Kesadaran akan hal tersebut membuat mereka menggunakan hitungan-hitungan hari dan tanggal sebagai sarana kecocokan terhadap penghuni rumahnya. Karena hal tersebut dan akibat dari pembelajaran sejarah terdahulunya, maka mereka membuat Rumah seakan-akan memiliki nyawa, sehingga mereka membuat keseluruhan Rumah menggunakan sistim knockdown dan hal ini menjadikan rumah dapat dipindah-pindah dari satu tempat ke tempat lainnya. Hal tersebut dimungkinkan, karena material kayu pada dahulu kala sangat banyak dan sangat bagus sebagai rumah tinggal. Keseluruhan sambungan konstruksinya dapat dilepas dan disatukan kembali tanpa merusak bentuk dan keindahan rumahnya. Hal itu terbukti, bahwa sampai saat ini banyak peninggalan rumah-rumah Jawa seperti Rumah Limasan dan Rumah Joglo masih berdiri tegak dan masih diperbaharui pembuatannya.

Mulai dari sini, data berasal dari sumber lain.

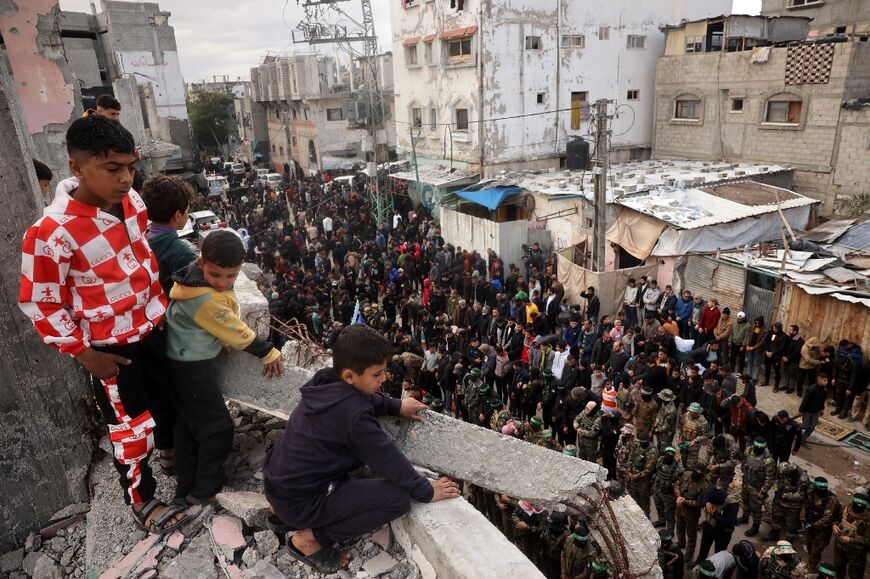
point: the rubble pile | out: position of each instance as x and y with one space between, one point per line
231 539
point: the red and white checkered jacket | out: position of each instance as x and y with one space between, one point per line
88 277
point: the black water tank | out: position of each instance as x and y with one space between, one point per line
577 154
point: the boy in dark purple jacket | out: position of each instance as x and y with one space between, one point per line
333 431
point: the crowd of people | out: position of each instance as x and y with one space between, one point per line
661 393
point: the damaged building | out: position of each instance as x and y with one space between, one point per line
461 68
753 89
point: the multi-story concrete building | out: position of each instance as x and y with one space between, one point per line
828 16
304 98
128 50
504 85
803 104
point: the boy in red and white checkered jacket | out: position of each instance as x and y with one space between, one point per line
89 284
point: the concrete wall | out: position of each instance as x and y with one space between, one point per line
827 15
813 146
506 78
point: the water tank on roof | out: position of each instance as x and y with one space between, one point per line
577 154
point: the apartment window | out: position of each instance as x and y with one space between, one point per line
783 109
694 44
461 119
573 41
579 109
687 108
459 50
636 41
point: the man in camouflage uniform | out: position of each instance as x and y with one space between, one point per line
692 434
759 473
821 511
578 552
641 465
588 427
500 414
779 562
688 492
552 538
784 508
623 450
852 541
671 559
645 411
666 420
667 474
721 460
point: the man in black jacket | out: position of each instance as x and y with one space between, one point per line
786 436
813 406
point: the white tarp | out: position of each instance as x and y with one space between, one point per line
748 231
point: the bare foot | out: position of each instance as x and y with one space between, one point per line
306 544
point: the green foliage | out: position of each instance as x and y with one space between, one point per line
210 113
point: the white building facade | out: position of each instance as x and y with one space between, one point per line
505 84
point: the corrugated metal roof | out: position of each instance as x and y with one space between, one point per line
694 208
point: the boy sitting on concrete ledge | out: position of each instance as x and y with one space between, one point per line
333 431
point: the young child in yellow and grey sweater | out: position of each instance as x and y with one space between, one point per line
203 317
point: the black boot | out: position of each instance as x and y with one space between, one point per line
751 531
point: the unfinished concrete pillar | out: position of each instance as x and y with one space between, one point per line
45 442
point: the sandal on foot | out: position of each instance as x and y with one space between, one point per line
160 524
276 525
327 560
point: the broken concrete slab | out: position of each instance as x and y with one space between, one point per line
253 508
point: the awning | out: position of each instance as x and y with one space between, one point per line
635 232
458 32
489 198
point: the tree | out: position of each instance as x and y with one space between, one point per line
209 114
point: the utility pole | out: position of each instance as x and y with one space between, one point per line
315 32
601 161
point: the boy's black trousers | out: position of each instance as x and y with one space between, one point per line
203 429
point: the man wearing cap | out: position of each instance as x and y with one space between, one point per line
578 552
667 474
666 419
671 559
759 473
587 424
821 511
720 518
641 466
737 343
688 491
779 562
852 540
789 495
721 460
693 433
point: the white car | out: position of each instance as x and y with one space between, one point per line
201 223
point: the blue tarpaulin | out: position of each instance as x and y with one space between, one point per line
489 198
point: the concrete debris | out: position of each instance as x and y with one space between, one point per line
253 508
380 564
267 542
263 570
227 533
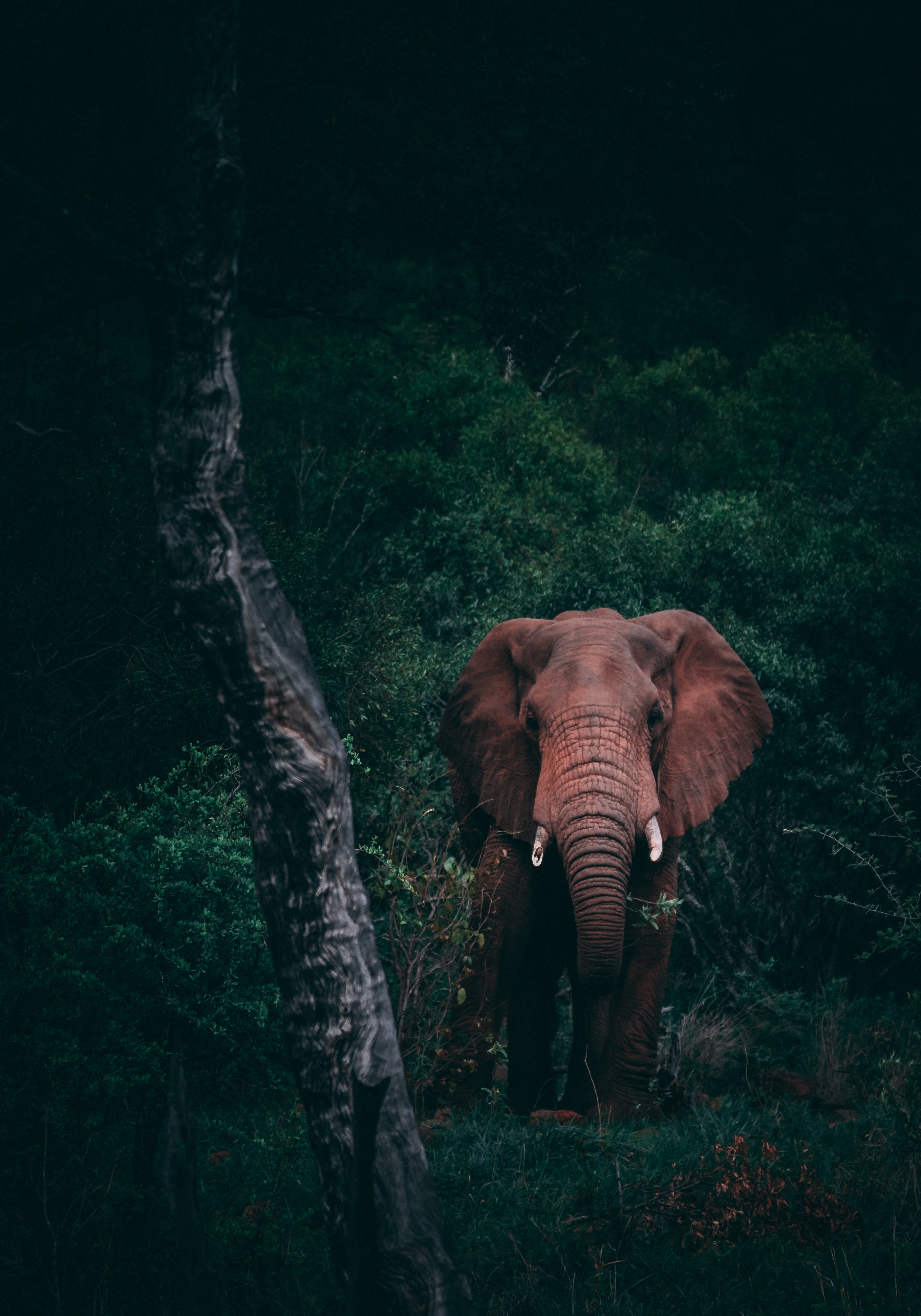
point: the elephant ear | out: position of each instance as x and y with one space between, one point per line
481 734
719 720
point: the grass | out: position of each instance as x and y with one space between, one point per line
745 1203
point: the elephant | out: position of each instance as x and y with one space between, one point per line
579 749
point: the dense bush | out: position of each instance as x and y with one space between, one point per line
129 936
412 496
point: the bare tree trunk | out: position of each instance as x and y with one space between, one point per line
386 1228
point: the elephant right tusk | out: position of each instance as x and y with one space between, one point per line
655 839
540 842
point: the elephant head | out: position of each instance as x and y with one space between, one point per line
602 734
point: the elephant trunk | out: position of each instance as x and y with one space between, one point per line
595 824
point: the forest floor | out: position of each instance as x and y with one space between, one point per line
764 1198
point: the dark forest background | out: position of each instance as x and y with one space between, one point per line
540 309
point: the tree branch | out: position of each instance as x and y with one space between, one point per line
337 1016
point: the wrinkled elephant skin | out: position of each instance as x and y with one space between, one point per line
579 750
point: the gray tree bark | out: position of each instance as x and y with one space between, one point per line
386 1228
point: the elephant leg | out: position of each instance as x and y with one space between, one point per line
625 1060
532 1010
507 914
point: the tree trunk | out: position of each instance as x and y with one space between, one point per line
386 1228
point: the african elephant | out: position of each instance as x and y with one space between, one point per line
579 750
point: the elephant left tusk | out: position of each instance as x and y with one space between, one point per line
540 842
655 839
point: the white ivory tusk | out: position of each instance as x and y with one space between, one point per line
540 842
655 839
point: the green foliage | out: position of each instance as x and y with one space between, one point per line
424 910
129 935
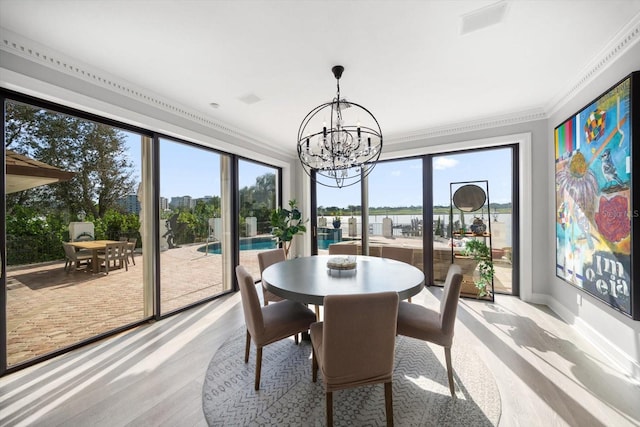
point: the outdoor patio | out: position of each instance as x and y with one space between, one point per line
49 309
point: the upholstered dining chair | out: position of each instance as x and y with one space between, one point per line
399 254
266 325
419 322
265 259
335 249
355 345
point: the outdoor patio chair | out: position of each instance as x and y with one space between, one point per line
73 257
419 322
355 345
131 249
266 325
399 254
265 259
116 252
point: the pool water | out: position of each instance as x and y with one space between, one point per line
247 244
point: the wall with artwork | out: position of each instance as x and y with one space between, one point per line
595 207
608 327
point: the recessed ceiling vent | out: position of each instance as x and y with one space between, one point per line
483 17
249 99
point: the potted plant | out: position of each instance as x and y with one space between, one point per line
336 222
480 252
286 223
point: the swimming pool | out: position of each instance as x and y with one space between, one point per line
246 244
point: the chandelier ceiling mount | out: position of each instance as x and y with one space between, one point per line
339 142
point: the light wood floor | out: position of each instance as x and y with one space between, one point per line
547 374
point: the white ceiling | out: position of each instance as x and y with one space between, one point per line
406 61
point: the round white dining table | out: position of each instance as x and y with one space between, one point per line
308 279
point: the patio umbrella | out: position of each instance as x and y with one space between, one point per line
24 173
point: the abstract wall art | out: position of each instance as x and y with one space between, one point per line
596 187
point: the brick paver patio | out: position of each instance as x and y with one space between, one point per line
49 309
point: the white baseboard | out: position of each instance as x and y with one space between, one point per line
629 366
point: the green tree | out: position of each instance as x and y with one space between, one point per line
96 153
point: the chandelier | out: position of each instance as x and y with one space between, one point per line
344 149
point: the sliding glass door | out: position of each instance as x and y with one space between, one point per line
494 165
68 179
195 254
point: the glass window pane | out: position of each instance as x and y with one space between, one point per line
493 165
339 217
68 179
258 198
193 232
395 207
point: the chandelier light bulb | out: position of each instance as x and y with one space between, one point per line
339 155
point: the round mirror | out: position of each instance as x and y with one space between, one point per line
469 198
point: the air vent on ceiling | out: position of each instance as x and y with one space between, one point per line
249 99
483 17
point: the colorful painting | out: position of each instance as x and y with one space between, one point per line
594 203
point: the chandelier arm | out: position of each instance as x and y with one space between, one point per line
341 153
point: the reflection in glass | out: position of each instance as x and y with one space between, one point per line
258 198
493 165
67 179
192 232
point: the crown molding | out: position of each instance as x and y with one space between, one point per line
34 52
623 41
471 126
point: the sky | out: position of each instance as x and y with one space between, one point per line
188 170
399 182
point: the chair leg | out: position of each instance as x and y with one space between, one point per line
246 347
258 366
314 366
388 402
447 356
329 398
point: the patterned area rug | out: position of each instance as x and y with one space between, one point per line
288 397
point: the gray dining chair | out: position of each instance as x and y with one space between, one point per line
271 323
355 345
265 259
398 253
417 321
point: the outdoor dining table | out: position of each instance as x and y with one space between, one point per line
308 279
94 246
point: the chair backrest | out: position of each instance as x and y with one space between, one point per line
336 249
398 253
359 334
250 302
69 251
116 250
270 257
449 301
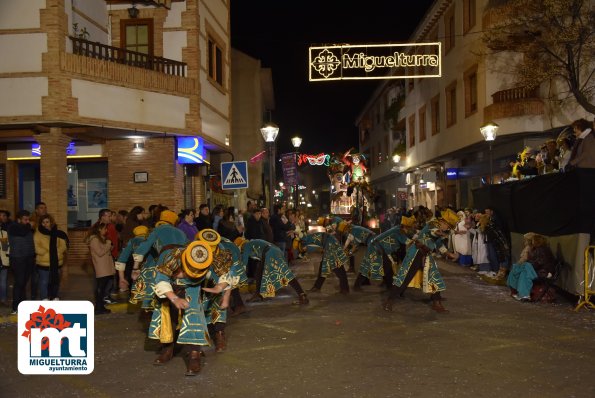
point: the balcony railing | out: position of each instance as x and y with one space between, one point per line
514 94
122 56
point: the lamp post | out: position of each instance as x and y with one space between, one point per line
489 132
296 142
269 133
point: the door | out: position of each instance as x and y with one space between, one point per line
29 186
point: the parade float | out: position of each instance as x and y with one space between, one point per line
350 194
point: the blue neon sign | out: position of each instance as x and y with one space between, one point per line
191 150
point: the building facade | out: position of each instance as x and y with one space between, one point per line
445 155
97 95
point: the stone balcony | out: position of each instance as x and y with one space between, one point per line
514 102
107 64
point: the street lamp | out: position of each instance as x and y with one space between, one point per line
489 132
296 142
269 133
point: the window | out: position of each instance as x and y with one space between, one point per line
215 61
468 15
451 103
435 113
386 147
470 91
137 35
2 181
449 30
422 124
411 123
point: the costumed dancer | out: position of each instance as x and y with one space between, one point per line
352 236
142 289
419 262
164 238
226 274
180 274
378 263
333 259
272 272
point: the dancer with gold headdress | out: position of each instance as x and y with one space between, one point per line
333 259
180 274
227 274
142 289
272 272
419 267
378 262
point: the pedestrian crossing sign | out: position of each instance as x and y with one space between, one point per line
234 175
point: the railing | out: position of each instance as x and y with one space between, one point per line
514 94
122 56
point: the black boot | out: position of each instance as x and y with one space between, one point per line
318 284
359 281
343 282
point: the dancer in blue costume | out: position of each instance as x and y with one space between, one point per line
352 236
163 238
377 263
143 278
272 272
421 265
180 274
226 274
333 259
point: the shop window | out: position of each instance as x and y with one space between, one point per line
2 181
422 124
449 30
411 123
435 112
468 15
471 91
451 104
215 60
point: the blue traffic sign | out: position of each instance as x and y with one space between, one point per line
234 175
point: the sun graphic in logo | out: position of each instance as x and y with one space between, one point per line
326 63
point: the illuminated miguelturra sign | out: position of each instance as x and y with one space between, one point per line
375 61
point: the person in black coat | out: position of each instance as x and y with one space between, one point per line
22 256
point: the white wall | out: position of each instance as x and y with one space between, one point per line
108 102
19 14
215 113
27 50
22 96
173 43
174 15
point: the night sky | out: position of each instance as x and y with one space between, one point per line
279 33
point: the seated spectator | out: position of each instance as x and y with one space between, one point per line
462 242
536 260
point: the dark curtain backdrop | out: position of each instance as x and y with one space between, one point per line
553 204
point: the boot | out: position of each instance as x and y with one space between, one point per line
387 305
303 300
357 285
193 367
167 352
343 282
437 306
318 284
256 297
240 309
220 344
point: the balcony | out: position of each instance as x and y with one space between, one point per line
127 57
514 102
100 62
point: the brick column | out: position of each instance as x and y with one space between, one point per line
53 174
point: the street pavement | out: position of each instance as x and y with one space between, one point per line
489 345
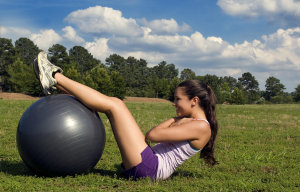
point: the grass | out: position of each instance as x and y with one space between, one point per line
258 149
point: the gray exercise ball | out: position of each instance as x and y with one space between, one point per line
58 135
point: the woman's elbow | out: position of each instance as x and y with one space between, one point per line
151 136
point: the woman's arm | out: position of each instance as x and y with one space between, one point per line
178 130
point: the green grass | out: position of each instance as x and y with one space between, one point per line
258 149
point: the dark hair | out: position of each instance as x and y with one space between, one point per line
207 101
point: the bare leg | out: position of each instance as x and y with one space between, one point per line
130 139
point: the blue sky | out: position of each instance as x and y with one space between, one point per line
222 37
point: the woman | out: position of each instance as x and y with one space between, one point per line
193 130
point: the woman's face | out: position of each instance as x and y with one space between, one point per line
182 103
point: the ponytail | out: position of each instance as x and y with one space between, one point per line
207 101
207 153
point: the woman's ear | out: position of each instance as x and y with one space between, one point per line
195 101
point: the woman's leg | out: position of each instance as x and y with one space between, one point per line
129 137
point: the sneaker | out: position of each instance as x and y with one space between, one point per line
44 69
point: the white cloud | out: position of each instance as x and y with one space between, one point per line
45 39
99 48
103 20
71 35
268 8
165 26
13 32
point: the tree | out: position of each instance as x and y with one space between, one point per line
296 94
118 85
273 88
26 50
237 97
250 87
7 57
83 60
165 71
232 83
214 82
173 85
101 80
187 74
59 56
116 63
224 93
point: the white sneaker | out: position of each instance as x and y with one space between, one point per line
44 69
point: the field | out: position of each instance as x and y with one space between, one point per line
258 149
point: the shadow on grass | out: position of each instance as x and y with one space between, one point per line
188 174
18 168
15 168
118 174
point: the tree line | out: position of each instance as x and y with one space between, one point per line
121 77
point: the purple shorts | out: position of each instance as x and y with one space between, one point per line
147 168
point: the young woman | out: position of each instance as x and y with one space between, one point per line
179 138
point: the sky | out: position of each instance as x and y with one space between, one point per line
217 37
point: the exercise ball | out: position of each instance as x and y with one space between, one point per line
58 135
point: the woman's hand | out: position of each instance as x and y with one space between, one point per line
180 120
178 129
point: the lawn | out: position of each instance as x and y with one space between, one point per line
258 149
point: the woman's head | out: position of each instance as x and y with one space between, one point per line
207 102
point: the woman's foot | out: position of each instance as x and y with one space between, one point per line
44 70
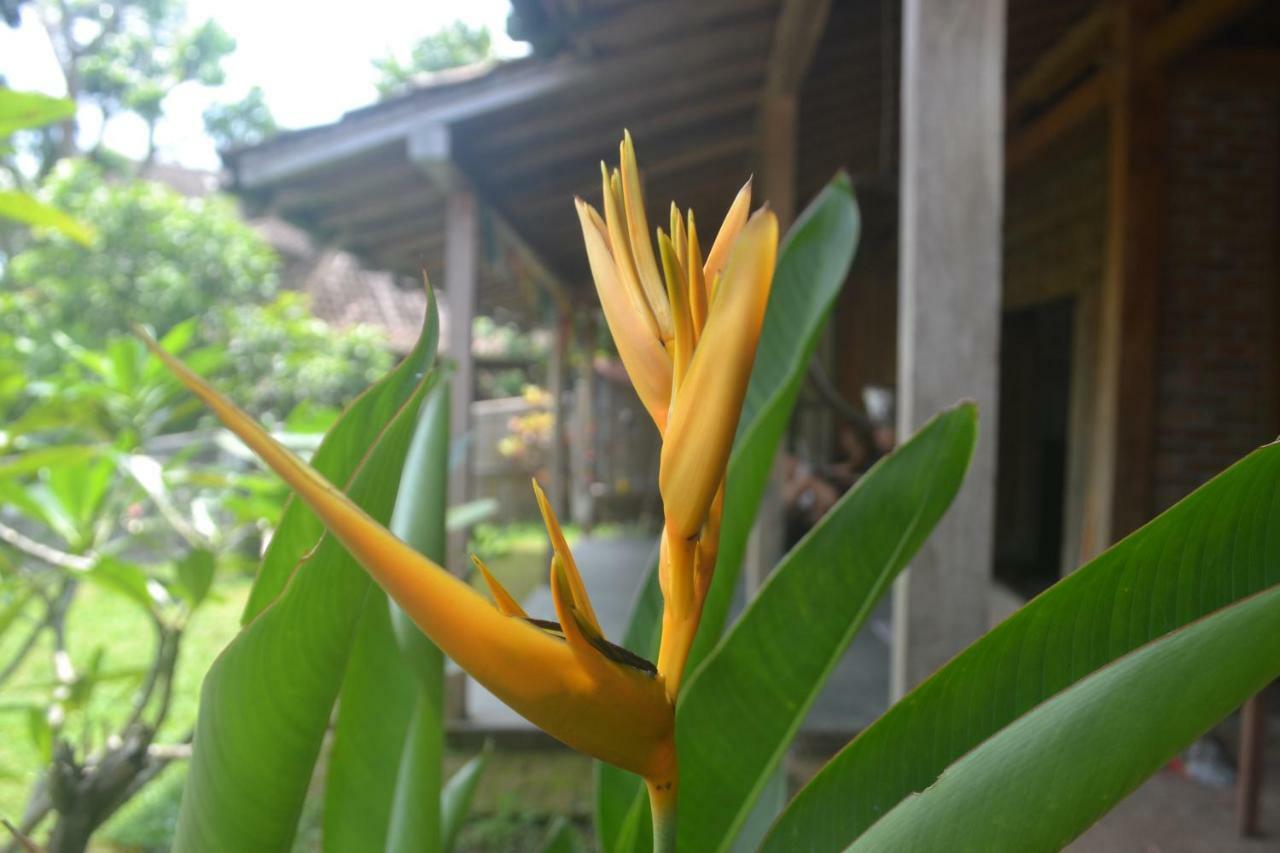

Rumah Limasan memiliki sistim struktur knockdown yang sangat simple, sehingga sistim struktur ini masih dipakai sampai saat ini. Sambungan-sambungan kayu di perkuat dengan sistim sundhuk, sehingga kelenturan daya elastisitas material kayu dapat memberikan gerakan-gerakan tertentu yang dapat meredam getaran atau goncangan akibat dari pergeseran tanah atau gempa bumi. Hal ini dimungkinkan karena mereka belajar dari nenek moyang terdahulu yang sudah merasakan bahaya gempa bumi terhadap bangunan. Pembelajaran sistim sederhana ini harus dilestarikan sebagai nilai sejarah dan nilai estetika struktur yang harus dikembangkan sebagai sistim-sistim yang lebih modern yaitu hadir rumah bambu semi bangunan tembok.